It is from this that I draw my argument. Imagine a world where people harness the ability to first remove all of the biases that have been ingrained into them since their inception, sculpted from a shared cultural identity, and then work towards understanding the very thing which is bewildering to them with the clarity of a newborn baby. A world which is foiled by our current reality, where people jump to biased conclusions about that which is foreign to them based solely on the fact that it is foreign to them. The former is a world which I believe can be worked towards via the implementation of anthropology in the high school curriculum.

All through our young adult lives rarely is the importance of understanding what is beyond our shores emphasized to us outside of the context of history or economics. This to me is a grave failing indeed because there is world outside of our backyard and to go through life without even a glance its way or a guiding hand helping us to make sense of it breeds palpable ignorance and ethnocentrism.

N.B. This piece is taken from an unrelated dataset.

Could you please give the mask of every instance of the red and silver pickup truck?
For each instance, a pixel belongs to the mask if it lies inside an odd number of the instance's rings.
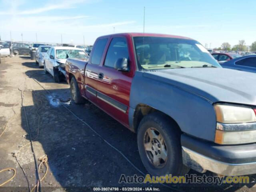
[[[68,58],[76,103],[88,100],[137,134],[152,175],[190,168],[256,173],[256,76],[223,68],[197,41],[159,34],[98,38],[88,60]]]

Anthropology, however, breeds cultural sensitivity. It is a humanity and a science. Much like a journalist, anthropologists must free their minds of preconceived notions, biases, and judgments in order to collect the most objective data possible. As teenagers move on to college and the professional world it is imperative that they are capable of fairly and intelligibly questioning that which is unfamiliar to them. Each successive generation of leaders (and non-leaders) needs to know America's place amongst a backdrop of varied and diverse cultures. By teaching the basic precepts of anthropology to high schoolers we help them understand the world we live in, not just the country we live in. It is in this way that we can best serve ourselves and others.